Class of 2021: Seeking to reduce infectious diseases globally

Kelsey Fudge

Where are you from?
I am from Canton, Georgia.

When did you get accepted to Emory University?
I was accepted into Emory University’s Rollins School of Public Health Feb. 8, 2021. 

Kelsey Fudge
Kelsey Fudge

Why did you choose to pursue your masters in global health at Emory?
I chose to pursue my MPH in Global Health with a concentration in infectious disease at Emory University for many reasons. First, I knew it would be an honor to be able to attend a university that received a top-four ranking among the 177 public health schools in the nation. I was also drawn to Rollins’ Vision Statement, which is something that I, too, aspire to take part in. Every community, whether it be global or domestic, deserves to live a healthy, quality life, free from social injustices. I believe that, at Emory, my peers and I can work together to make the Rollins Vision Statement a reality for communities across the globe. I am also particularly interested in Rollins’ connections with outside organizations, specifically the CDC, which is where I would like to work post-graduation. Most of all, however, I chose to pursue my MPH at Emory University’s Rollins School of Public Health because I want to foster excellence wherever I go, both during my time as a student and afterward as well, and I know Emory University can aid me in this endeavor.

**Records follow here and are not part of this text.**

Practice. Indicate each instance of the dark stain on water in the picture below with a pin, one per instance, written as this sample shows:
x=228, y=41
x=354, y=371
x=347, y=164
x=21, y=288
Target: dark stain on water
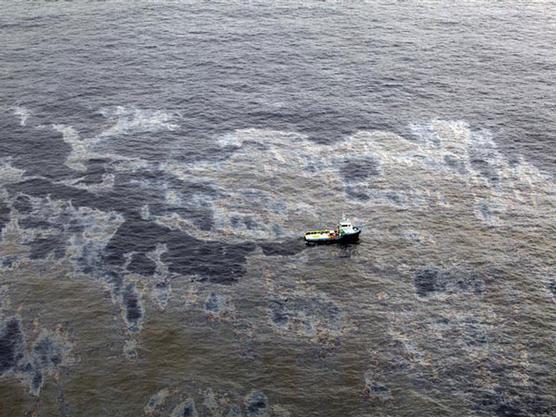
x=431, y=280
x=211, y=260
x=141, y=264
x=52, y=245
x=40, y=152
x=133, y=309
x=357, y=193
x=256, y=404
x=22, y=203
x=4, y=214
x=286, y=248
x=361, y=169
x=12, y=344
x=279, y=312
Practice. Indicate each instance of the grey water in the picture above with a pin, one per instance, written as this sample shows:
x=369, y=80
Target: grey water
x=160, y=161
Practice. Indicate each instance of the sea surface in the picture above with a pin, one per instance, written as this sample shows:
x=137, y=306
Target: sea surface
x=160, y=161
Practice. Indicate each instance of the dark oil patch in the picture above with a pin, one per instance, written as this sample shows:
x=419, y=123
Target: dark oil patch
x=22, y=203
x=47, y=353
x=431, y=280
x=215, y=261
x=141, y=264
x=133, y=309
x=4, y=214
x=286, y=248
x=256, y=404
x=40, y=152
x=357, y=193
x=359, y=169
x=185, y=409
x=552, y=288
x=12, y=345
x=279, y=313
x=212, y=304
x=55, y=245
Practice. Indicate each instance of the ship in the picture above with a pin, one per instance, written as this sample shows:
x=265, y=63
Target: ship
x=344, y=232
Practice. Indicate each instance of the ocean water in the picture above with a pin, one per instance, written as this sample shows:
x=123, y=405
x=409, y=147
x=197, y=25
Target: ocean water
x=159, y=161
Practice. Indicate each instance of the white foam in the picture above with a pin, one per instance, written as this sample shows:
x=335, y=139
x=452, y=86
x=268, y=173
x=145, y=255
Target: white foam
x=133, y=120
x=23, y=113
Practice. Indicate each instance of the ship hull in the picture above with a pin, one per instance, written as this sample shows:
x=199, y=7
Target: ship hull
x=345, y=238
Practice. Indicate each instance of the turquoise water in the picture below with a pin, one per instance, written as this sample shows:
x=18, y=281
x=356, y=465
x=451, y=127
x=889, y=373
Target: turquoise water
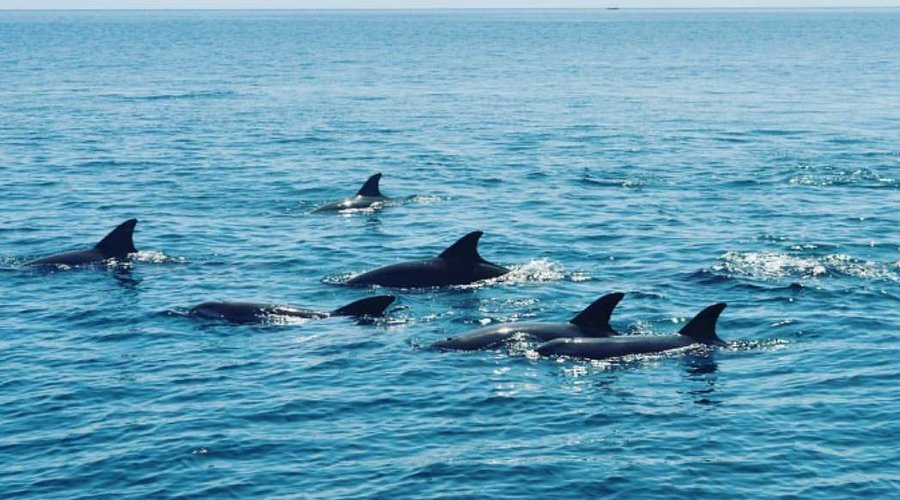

Which GC professor made a significant impact on you and why?
There are two GC professors that have made a significant impact on my time here at Georgia College. The first is Dr. Damian Francis. Ever since I met Dr. Francis, I knew I could always count on him. He was always there for me when I needed him, and he showed me what an empathetic and caring heart looked like. He believed in me even when I didn’t believe in myself, and I know I wouldn’t be where I am today without him. The second professor is Dr. Ernest Kaninjing, or “Dr. K.” Dr. K is someone who has pushed me beyond what I thought I could do and has shown me what I am truly capable of. The courses that I have taken from him have not been easy, but they have shown me that I can tackle anything, including getting accepted into Emory University. Without Dr. K’s rigor, tenacity and guidance, I don’t think I would have had the courage to even apply to Emory. So, I want to give a big thank you to both of these amazing professors for guiding me through this journey and helping me get to where I am today. I look up to both of them as role models—their passion for public health inspires me. One day, I hope to influence and change lives just as my professors have done for me. Their enthusiasm is now my passion; their precision is now my motivation. I could not have fallen in love with public health without them.

Which organizations were you a part of at Georgia College?
I am currently part of the sorority, Alpha Omicron Pi, and I am the secretary of the Public Health Student Organization. Although I do not currently hold a position in Alpha Omicron Pi, I have previously held the positions of vice president of standards and marketing chair.
 

How did belonging to them change you as a person?
Belonging to these organizations has undoubtedly helped to shape me into the person I am today. The various positions that I have held in Alpha Omicron Pi definitely put me outside of my comfort zone at times, but this helped me find my voice and become more confident in who I am and what I stand for. Additionally, being a part of the executive board of the Public Health Student Organization has only deepened my passion for the field of public health. I am blessed with the opportunity to serve a group of like-minded individuals, all working towards the same common goal.

What do you hope to do once you get your master's in public health?
Post-graduation, if I do not have a job secured, I plan on applying to the PHI/CDC Global Health Fellowship Program. Should I be accepted as a fellow, I will use the skills and knowledge acquired during my college career and continue my passion for global health. Overall, with my public health degree, I hope to decrease morbidity and mortality rates associated with infectious diseases by reducing the prevalence of existing diseases and the incidence of new ones.    
 

Why is this important to you?
My post-graduation global health plans are important to me because I am passionate about improving the health of all lives, not just those around me. I am eager to broaden the lens through which I view public health—not just nationally, but globally, as well. Simply put, I want to be a part of something bigger than myself.